Tenta-se, no Brasil, livrar-se das culturas populares como quem se livra de uma peste. As mais belas e sofisticadas manifestações artísticas são identificadas como atraso, como o passado do qual devemos nos livrar com urgência para parecermos modernos. Resultado: estamos nos transformando em uma cópia malfeita e mal digerida do que há de pior no mundo.
A antropofagia já está dando indigestão. O Brasil está na contramão da história, e fazemos exatamente o contrário do que já fazem muitos países europeus que buscam uma valorização das culturas diferenciadas, das línguas, dos dialetos, das tradições, dos grupos de identidade. O Brasil precisa viver um novo tempo, sem cair na armadilha de um nacionalismo estreito. A nossa melhor arte será aquela que melhor traduzir a nossa diversidade e recriar a nossa herança de humanidade, a nossa cultura múltipla, mestiça, sincrética e universal. É urgente que nos encontremos, novamente, com o homem brasileiro/universal: o herói de mil faces. Somos um povo à procura da própria alma. A salvação do Brasil é a sua cultura, por ser herdeira das principais vertentes das culturas do mundo (ameríndias, latinas, ibéricas, mediterrâneas, árabes, judaicas, africanas, orientais...) e por trazer em si um projeto de universalidade. O filme capaz de "aparecer" no mundo, ou mesmo de conseguir um pequeno nicho de mercado setorizado, é o filme que tenha características brasileiras sem deter-se em um regionalismo fechado ou no folclorismo.

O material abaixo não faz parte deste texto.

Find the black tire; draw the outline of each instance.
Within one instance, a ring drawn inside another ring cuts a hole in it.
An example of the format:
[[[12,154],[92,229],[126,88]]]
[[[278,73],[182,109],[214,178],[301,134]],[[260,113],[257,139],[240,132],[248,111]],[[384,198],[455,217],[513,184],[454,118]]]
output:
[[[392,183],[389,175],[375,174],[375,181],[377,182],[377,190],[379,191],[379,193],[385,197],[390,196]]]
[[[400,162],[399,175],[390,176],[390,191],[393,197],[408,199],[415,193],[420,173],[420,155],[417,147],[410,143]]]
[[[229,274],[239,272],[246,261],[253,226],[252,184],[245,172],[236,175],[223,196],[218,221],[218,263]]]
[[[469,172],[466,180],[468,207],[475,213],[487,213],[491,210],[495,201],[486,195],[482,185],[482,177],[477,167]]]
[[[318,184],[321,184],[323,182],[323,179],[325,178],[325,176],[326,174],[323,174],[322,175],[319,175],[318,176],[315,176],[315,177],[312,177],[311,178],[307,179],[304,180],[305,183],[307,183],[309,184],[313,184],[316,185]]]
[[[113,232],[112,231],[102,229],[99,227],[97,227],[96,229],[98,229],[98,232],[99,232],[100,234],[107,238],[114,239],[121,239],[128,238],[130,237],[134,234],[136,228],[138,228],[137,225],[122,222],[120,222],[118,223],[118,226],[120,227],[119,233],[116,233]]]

O Brasil é um encontro de mundos que gerou uma nova cultura. Precisamos lapidar os diamantes dos arquétipos, trabalhar com as heranças milenares herdadas dos povos transplantados, doadas pelos povos autóctones e reinventadas pelos povos mestiços. Somos agentes de um novo processo civilizatório, plural, mestiço e tropical e podemos nos integrar à modernidade, sem negarmos nossas tradições e sem desprezarmos as conquistas tecnológicas e as experiências de vanguarda da contemporaneidade. Urge reescrevermos a nossa cultura na sua destinação histórica de universalidade e religarmos essa nova cultura tropical e mestiça, nascida da contribuição de mil povos, com as vertentes culturais fundadoras, provocando novos encontros, novos conflitos, novas soluções e o conseqüente surgimento de novos signos culturais. O Brasil precisa saber que adormeceu em cima de um importante tesouro. Muito mais do que ouro ou petróleo, esse tesouro é a enorme diversidade cultural dos muitos povos e etnias que habitam as várias regiões do País. Jackson do Pandeiro e Pixinguinha já nos tinham ensinado o ritmo; Manuel Bandeira e Cartola, a poesia mais delicada; Graciliano Ramos e Luiz Gonzaga, o sertão; Mário de Andrade e Ariano Suassuna, a cara; Aleijadinho e Conselheiro, a alma; Oscar Niemeyer e Vitalino, a forma; Humberto Mauro e Manuel Bandeira, o lirismo e Nelson Pereira e Glauber Rocha nos deram "régua e compasso", e, nas sombras da década de sessenta, Hélio Silva, Luiz Carlos Barreto e Ricardo Aronovich, já tinham esculpido com luz rostos, alguns rostos para o povo brasileiro.
A Semana de 22, o chamado romance regionalista de 30, a música de Villa-Lobos, a Bossa Nova, o Cinema Novo, a Tropicália, o Movimento Armorial, o Mangue Beat... todos os mais importantes movimentos de renovação das artes e das culturas do Brasil sempre nasceram do encontro de setores avançados da pequena classe média com as manifestações mais profundas das culturas populares brasileir
as. Nesse momento, nós, cineastas, temos mais a aprender do que a ensinar. O povo é generoso e, mais do que moderno, é eterno. Em um mundo em crise em brutal processo de globalização, só existe uma saída: buscarmos a nós mesmos até a raiz da alma e vivermos um tempo de encontro com o "outro", com o mundo, pelo viés da cultura. Mas o que buscamos? Que teatro? Que dança? Que artes plásticas? Que literatura? Que cinema? Qual a jóia mais preciosa que poderemos oferecer a nós mesmos e ao mundo? Será que o modelo de filmes industriais, como simulacros dos filmes da Motion Pictures, é o único caminho para o cinema brasileiro? Poderemos ter uma indústria de cinema como Hollywood?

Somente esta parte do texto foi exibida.